楽しそうにしている、君がいつまでもその笑顔でいてほしいと思ったこと。
そして、旅行に着いて、友人と同様に、はしゃいでいる彼女。
・・・これが、これぐらいだろうか。
これはいいんじゃないか!と頭の中で勝手に盛り上がっていると、親友から、水をかけられた。
「冷ったぁい!!」
皆は俺を笑い、バス内での、山崎と一緒になってしまった。
いい意味で笑われるのも、いいなと思った。
風呂から出て、レクリエーションの時間になった。
マジックをしたり、一発芸を披露したり、中には、2人組でギターを演奏している子も居た。
音楽というのは人をこんなに興奮させるのかと感心しながら、レクリエーションを楽しんだ。
そろそろ寝る時間が近づき、山崎と部屋に戻ろうとしたときだ。
クラスの女子が山崎を呼んでいた。
俺はなんだろと思ったが、よくよく考えれば、修学旅行というたった一回のイベント。
このときに、告白という、イベントが起きるのは当たり前の事だ。
山崎の返事は分からないが、気が合う子だったらいいなぁと親友の幸福を祈りつつ、部屋に戻る。
レクリエーションの会場を出て、まもなく、花園さんがこちらにやって来た。
花園「三島君お疲れ様」
彼女にしては、中々気が合う言葉だなと思いながら、「花園さんもお疲れ様」と言った。
俺たちは人通りが少ない通路を歩きながら、色々な感想を言い合った。
そして、2階、俺たちの部屋の階に着くと、「俺、部屋ここだから。」と言って、「花園さんお休み。また明日」と言った。

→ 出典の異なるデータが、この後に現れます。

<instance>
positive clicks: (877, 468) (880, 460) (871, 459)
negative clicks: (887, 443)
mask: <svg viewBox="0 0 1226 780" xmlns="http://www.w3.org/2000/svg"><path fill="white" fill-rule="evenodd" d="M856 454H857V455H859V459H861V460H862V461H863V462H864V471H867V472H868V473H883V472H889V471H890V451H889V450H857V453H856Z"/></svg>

花園「うん、三島君もお休みなさい」と今日のカラオケの時みたいな声で言った。
可愛いなと思いながらふふふと笑いながら、部屋に戻った。
部屋にはいると、もう一人のクラスメイトがスナック菓子を広げて、炭酸飲料を買ってくれていた。
俺は、飲み物代を彼に渡して、山崎を待っていた。
すると、すぐに彼は帰ってきて、いつも以上にヘラヘラとした顔をしていた。
彼は帰ってきたなり、俺告白されたわーと言った。
俺は広めるなんて人が悪いことはしないが、もう一人のクラスメイトは分からない。
まぁ、知った所で俺にはどうでもいいが。
よかったなといい、祝福の言葉をかけてあげた。
お菓子を食べ、ジュースを飲み、パシリに使われたが、全然不快に思えず、むしろ楽しかった。
そして、就寝の時間ギリギリまで、俺たちは楽しんだ。
就寝時、俺たちは明日も楽しもうと言って、俺は睡魔に身を寄せた。
疲れが自動的に溶けていった。

今日、人生の中で一番楽しかったかも。